The most important part of the KafkaRecordStreamSQLAggregator is its sql.query property which defines a query to apply on the incoming records for the given time window.

The following SQL query will be applied

SELECT count(*) AS connections_count, avg(bytes_out) AS avg_bytes_out, src_ip, first(record_time) as record_time
FROM logisland_events
GROUP BY src_ip
ORDER BY connections_count DESC
LIMIT 20

which will consider logisland_events topic as SQL table and create 20 output Record with the fields avg_bytes_out, src_ip & record_time. the statement with record_time will ensure that the created Records will correspond to the effective input event time (not the actual time).

- stream: metrics_by_host
  component: com.hurence.logisland.stream.spark.KafkaRecordStreamSQLAggregator
  type: stream
  documentation: a processor that links
  configuration:
    kafka.input.topics: logisland_events
    kafka.output.topics: logisland_aggregations
    kafka.error.topics: logisland_errors
    kafka.input.topics.serializer: com.hurence.logisland.serializer.KryoSerializer
    kafka.output.topics.serializer: com.hurence.logisland.serializer.KryoSerializer
    kafka.error.topics.serializer: com.hurence.logisland.serializer.JsonSerializer
    kafka.metadata.broker.list: sandbox:9092
    kafka.zookeeper.quorum: sandbox:2181
    kafka.topic.autoCreate: true
    kafka.topic.default.partitions: 2
    kafka.topic.default.replicationFactor: 1
    avro.input.schema: >
      {  "version":1,
         "type": "record",
         "name": "com.hurence.logisland.record.apache_log",
         "fields": [
           { "name": "record_errors",   "type": [ {"type": "array", "items": "string"},"null"] },
           { "name": "record_raw_key", "type": ["string","null"] },
           { "name": "record_raw_value", "type": ["string","null"] },
           { "name": "record_id",   "type": ["string"] },
           { "name": "record_time", "type": ["long"] },
           { "name": "record_type", "type": ["string"] },
           { "name": "src_ip",      "type": ["string","null"] },
           { "name": "http_method", "type": ["string","null"] },
           { "name": "bytes_out",   "type": ["long","null"] },
           { "name": "http_query",  "type": ["string","null"] },
           { "name": "http_version","type": ["string","null"] },
           { "name": "http_status", "type": ["string","null"] },
           { "name": "identd",      "type": ["string","null"] },
           { "name": "user",        "type": ["string","null"] }    ]}
    sql.query: >
      SELECT count(*) AS connections_count, avg(bytes_out) AS avg_bytes_out, src_ip
      FROM logisland_events
      GROUP BY src_ip
      ORDER BY event_count DESC
      LIMIT 20
    max.results.count: 1000
    output.record.type: top_client_metrics

Here we will compute every x seconds, the top twenty src_ip for connections count. The result of the query will be pushed into to logisland_aggregations topic as new top_client_metrics Record containing connections_count and avg_bytes_out fields.

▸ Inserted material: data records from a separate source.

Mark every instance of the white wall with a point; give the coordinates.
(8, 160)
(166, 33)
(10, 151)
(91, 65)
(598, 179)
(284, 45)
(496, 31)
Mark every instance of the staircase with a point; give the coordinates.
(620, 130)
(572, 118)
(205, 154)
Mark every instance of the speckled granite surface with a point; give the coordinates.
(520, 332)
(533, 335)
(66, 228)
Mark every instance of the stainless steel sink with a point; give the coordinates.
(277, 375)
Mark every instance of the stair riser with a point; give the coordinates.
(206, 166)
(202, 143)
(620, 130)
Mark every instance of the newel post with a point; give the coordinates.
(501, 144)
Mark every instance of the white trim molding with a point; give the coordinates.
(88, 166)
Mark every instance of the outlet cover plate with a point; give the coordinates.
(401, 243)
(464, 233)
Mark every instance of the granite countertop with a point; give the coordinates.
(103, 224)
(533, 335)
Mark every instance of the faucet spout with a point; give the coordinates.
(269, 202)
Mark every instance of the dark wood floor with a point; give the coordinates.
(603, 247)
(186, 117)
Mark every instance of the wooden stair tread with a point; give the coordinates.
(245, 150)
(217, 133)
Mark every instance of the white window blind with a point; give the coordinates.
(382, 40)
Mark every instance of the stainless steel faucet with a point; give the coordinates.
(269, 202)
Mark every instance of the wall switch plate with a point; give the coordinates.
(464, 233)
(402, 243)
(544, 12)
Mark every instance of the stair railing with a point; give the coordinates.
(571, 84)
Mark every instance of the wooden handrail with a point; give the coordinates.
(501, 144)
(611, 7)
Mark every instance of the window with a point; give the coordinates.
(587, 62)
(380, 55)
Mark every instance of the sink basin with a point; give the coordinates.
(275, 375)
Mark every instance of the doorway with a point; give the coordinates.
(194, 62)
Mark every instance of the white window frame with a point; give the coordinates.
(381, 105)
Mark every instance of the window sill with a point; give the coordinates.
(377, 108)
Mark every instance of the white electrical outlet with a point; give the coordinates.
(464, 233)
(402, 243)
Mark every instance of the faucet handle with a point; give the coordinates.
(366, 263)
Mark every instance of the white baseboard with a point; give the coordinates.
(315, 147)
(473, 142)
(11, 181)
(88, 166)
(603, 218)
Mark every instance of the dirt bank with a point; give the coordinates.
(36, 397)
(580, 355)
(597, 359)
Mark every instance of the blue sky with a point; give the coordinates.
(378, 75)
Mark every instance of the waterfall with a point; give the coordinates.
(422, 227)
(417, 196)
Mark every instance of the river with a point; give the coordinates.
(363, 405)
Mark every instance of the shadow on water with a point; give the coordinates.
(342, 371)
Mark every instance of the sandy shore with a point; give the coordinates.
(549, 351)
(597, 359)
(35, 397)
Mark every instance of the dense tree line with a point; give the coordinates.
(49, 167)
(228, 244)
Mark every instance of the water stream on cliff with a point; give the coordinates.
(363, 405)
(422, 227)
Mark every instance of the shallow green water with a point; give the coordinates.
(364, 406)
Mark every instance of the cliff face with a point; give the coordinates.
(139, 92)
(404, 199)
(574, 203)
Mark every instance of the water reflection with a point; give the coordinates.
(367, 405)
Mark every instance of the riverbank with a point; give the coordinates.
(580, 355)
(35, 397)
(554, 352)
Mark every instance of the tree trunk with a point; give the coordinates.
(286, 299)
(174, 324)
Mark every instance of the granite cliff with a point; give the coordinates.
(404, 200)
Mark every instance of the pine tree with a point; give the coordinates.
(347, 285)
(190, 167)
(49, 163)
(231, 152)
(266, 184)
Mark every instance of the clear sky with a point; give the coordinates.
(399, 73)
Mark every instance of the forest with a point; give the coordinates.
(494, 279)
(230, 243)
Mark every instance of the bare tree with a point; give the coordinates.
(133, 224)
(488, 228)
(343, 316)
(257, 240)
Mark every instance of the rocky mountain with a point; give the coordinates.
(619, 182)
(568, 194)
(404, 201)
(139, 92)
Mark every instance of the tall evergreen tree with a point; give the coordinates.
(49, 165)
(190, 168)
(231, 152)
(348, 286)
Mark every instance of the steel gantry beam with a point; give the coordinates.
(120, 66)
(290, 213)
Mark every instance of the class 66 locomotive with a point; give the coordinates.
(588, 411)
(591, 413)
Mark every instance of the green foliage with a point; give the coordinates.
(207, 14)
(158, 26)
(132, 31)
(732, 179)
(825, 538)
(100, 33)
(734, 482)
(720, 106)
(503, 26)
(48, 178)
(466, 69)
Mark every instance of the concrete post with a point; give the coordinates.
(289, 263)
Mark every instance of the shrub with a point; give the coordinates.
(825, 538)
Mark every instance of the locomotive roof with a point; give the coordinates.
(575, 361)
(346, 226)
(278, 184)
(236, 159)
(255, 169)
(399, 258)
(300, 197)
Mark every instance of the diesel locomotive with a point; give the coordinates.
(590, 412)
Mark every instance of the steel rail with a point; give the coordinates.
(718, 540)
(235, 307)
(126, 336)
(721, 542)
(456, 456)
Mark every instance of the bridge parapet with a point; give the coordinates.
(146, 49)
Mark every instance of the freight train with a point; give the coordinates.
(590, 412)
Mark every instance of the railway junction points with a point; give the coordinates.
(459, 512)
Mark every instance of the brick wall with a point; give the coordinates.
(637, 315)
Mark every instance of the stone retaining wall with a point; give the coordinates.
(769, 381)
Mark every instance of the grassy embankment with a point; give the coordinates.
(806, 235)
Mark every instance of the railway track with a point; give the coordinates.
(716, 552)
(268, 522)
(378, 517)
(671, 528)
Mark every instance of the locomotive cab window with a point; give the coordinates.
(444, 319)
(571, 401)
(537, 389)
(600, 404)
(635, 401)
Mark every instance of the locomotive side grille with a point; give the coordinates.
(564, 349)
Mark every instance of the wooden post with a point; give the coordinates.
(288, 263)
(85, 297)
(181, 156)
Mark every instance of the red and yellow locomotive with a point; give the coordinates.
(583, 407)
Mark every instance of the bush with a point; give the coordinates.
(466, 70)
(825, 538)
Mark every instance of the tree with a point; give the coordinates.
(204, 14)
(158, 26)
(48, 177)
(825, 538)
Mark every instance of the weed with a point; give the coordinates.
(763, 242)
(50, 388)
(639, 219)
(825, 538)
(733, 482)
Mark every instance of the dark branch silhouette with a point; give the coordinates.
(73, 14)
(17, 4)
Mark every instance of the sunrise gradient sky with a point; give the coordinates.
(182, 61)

2. Setup Query matching Stream on log Records¶

The second stream makes use of the KafkaRecordStreamParallelProcessing Stream with a MatchQuery Processor. This processor provides user with dynamic query registration. This queries are expressed in the Lucene syntax.

Note

Please read the Lucene syntax guide for supported operations.

We’ll use 2 streams for query matching because we will handle 2 kind of Records. The first one will send an alert when a particular host (src_ip:199.0.2.27) will make a connection and anywhen someone from .edu domain makes a connection (src_ip:.edu).

# match threshold queries
- stream: query_matching_stream
  component: com.hurence.logisland.stream.spark.KafkaRecordStreamParallelProcessing
  type: stream
  documentation: a processor that match query in parrallel
  configuration:
    kafka.input.topics: logisland_events
    kafka.output.topics: logisland_alerts
    kafka.error.topics: logisland_errors
    kafka.input.topics.serializer: com.hurence.logisland.serializer.KryoSerializer
    kafka.output.topics.serializer: com.hurence.logisland.serializer.KryoSerializer
    kafka.error.topics.serializer: com.hurence.logisland.serializer.JsonSerializer
    kafka.metadata.broker.list: sandbox:9092
    kafka.zookeeper.quorum: sandbox:2181
    kafka.topic.autoCreate: true
    kafka.topic.default.partitions: 2
    kafka.topic.default.replicationFactor: 1
  processorConfigurations:
    - processor: match_query
      component: com.hurence.logisland.processor.MatchQuery
      type: processor
      documentation: a parser that produce events from an apache log REGEX
      configuration:
        blacklisted_host: src_ip:slip-5.io.com
        edu_host: src_ip:edu
        output.record.type: connection_alert

3. Setup Query matching Stream¶

The third one will match numeric fields on sql aggregates computed in the very first stream in this tutorial.

# match threshold queries
- stream: query_matching_stream
  component: com.hurence.logisland.stream.spark.KafkaRecordStreamParallelProcessing
  type: stream
  documentation: a processor that match query in parrallel
  configuration:
    kafka.input.topics: logisland_aggregations
    kafka.output.topics: logisland_alerts
    kafka.error.topics: logisland_errors
    kafka.input.topics.serializer: com.hurence.logisland.serializer.KryoSerializer
    kafka.output.topics.serializer: com.hurence.logisland.serializer.KryoSerializer
    kafka.error.topics.serializer: com.hurence.logisland.serializer.JsonSerializer
    kafka.metadata.broker.list: sandbox:9092
    kafka.zookeeper.quorum: sandbox:2181
    kafka.topic.autoCreate: true
    kafka.topic.default.partitions: 2
    kafka.topic.default.replicationFactor: 1
  processorConfigurations:
    - processor: match_query
      component: com.hurence.logisland.processor.MatchQuery
      type: processor
      documentation: a parser that produce events from an apache log REGEX
      configuration:
        numeric.fields: bytes_out,connections_count
        too_much_bandwidth: average_bytes:[100 TO 50000]
        too_many_connections: connections_count:[500 TO 1000000]
        output.record.type: threshold_alert

4. Start logisland application¶

Connect a shell to your logisland container to launch the following stream processing job previously defined.

docker exec -ti logisland bash

#launch logisland streams
cd $LOGISLAND_HOME
bin/logisland.sh --conf conf/index-apache-logs.yml
bin/logisland.sh --conf conf/query-matching.yml

# send logs to kafka
head 500000 NASA_access_log_Jul95 | kafkacat -b sandbox:9092 -t logisland_raw

5. Check your alerts with Kibana¶

Open up your browser and go to http://sandbox:5601/ and you should be able to explore your apache logs.

As we explore data logs from july 1995 we’ll have to select an absolute time filter from 1995-06-30 to 1995-07-08 to see the events.

you can filter your events with record_type:connection_alert to get 71733 connections alerts matching your query

by adding another filter on alert_match_name:blacklisted_host you’ll only get request from slip-5.io.com which is a host we where monitoring.

if we filter now on threshold alerts whith record_type:threshold_alert you’ll get the 13 src_ip that have been catched by the threshold query.